Poco caso le hizo, más bien ninguno, pero como en todas partes hay correveidiles, aquí no iba a ser menos, de tal forma que la muchacha se enteró de quien era el canijo de Quintín, de sus haberes y fortunas, así que, como buena hija de comerciante que no andaba en la mejor de las situaciones, pues ya se sabe que los italianos, siempre combaten a los españoles, incluso en la seda, se pensó en ponerle buena cara al canijo, que parecía ser dependiente de la casa, pues raro era el día en que no aparecía, fuese con una excusa u otra.

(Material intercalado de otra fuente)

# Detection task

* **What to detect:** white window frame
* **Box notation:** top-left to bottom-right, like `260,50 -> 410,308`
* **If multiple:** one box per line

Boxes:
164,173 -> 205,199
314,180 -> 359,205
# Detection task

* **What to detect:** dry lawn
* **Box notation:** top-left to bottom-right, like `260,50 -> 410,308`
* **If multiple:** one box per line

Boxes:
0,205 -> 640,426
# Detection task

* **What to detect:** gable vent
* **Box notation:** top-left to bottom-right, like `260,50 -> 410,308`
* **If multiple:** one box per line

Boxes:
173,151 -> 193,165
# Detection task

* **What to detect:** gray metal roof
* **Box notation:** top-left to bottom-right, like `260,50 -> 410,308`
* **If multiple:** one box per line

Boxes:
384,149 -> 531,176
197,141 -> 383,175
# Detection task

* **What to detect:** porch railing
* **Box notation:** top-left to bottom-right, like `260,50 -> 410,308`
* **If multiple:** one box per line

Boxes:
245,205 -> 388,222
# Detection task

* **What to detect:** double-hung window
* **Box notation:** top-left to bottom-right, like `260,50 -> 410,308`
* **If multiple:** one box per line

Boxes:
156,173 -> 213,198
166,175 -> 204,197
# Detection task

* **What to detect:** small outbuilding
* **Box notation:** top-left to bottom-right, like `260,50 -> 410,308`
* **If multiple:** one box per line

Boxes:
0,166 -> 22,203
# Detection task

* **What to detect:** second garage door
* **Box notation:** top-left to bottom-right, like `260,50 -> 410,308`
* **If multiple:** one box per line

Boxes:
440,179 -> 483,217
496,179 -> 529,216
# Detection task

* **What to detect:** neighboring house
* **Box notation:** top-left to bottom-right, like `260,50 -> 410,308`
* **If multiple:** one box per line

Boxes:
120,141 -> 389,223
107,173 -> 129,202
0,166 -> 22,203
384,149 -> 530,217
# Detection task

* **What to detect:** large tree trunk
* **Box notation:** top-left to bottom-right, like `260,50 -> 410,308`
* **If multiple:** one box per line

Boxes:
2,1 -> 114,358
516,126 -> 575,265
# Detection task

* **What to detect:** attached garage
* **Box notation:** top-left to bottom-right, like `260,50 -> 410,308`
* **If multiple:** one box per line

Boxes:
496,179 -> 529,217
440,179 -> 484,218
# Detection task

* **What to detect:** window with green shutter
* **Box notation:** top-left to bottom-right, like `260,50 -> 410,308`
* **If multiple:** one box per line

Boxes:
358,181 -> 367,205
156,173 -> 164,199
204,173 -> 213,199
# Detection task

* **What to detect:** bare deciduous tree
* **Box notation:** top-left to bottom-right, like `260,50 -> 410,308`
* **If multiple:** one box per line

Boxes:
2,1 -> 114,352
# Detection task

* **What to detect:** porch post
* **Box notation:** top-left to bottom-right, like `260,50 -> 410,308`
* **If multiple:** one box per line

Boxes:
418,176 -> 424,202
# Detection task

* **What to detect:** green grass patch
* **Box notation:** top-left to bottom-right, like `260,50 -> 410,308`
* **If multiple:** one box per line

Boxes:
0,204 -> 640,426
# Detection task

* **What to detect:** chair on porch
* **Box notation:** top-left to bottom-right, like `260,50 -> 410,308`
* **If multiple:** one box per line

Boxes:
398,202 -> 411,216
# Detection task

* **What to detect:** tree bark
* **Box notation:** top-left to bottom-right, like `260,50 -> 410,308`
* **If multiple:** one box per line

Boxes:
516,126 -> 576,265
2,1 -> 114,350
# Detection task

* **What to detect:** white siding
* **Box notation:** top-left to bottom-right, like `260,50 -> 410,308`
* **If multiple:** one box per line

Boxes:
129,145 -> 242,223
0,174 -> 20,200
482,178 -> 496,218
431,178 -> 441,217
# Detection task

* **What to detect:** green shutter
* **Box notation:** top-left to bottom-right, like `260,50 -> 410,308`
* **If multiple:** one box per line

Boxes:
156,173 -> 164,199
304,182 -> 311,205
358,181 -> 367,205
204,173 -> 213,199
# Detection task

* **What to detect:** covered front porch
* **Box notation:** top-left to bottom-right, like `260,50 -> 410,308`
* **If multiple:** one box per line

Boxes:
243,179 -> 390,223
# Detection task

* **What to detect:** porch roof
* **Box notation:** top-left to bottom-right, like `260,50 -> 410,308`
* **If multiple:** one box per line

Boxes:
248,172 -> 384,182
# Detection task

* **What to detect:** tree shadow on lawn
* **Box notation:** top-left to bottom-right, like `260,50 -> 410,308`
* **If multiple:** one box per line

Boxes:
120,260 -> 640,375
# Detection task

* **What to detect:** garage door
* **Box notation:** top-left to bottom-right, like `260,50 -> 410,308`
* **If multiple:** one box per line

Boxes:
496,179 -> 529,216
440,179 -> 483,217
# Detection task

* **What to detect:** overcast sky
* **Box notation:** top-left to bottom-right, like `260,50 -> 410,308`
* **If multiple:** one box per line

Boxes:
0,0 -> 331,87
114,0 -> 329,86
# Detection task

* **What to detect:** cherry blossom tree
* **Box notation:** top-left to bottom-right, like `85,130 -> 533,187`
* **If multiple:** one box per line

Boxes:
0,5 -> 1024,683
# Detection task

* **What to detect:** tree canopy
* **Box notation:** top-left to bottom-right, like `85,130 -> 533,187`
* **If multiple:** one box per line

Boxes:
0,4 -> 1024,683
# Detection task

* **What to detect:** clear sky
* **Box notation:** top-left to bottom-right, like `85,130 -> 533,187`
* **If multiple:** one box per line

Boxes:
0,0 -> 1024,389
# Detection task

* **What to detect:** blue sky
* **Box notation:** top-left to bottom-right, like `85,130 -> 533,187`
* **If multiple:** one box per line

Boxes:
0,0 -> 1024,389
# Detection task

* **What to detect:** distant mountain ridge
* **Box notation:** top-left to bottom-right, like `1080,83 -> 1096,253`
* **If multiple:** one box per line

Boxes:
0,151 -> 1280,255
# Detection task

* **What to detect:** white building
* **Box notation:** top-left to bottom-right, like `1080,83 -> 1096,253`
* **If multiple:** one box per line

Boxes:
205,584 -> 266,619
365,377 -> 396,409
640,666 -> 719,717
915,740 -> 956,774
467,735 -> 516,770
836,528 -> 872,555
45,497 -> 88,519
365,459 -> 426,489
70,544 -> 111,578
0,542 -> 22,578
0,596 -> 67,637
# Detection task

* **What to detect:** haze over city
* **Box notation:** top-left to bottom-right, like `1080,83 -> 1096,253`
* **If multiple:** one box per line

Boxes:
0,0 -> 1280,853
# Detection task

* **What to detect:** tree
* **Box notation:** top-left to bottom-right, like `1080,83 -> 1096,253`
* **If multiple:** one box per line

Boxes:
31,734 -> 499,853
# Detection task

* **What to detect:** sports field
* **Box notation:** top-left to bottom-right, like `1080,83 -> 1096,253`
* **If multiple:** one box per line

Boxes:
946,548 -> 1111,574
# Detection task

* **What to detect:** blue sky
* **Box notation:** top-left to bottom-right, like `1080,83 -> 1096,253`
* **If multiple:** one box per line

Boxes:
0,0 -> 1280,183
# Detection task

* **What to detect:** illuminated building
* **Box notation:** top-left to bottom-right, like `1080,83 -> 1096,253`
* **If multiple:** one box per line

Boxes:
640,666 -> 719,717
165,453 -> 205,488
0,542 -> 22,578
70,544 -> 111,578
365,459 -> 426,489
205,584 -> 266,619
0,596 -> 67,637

Lucía se llamaba, y apenas si conocía los dieciséis años, pero como persona de cara a la clientela, era espabilada como pocas, y, sobre todo, consciente de su belleza y galanura, que atraía a los hombres como la vela a las polillas.

Se dejó querer, sabiendo de los caudales del canijo de Quintín, de tal forma que llegó el apalabramiento y después la boda, a pesar de que todos los que alrededor tenía, fuera de buena o mala fe, le advirtieron que no era acertada la unión, pues las clases sociales no se deben de juntar, pues, tienen diferentes pareceres.

Pero a Quintín todo le daba igual, la belleza de Lucía lo tenía obnubilado, de tal forma, que la boda se llevó a cabo, si o si, pues el enamoramiento no conoce de razones, es más, ni quiere oírlas.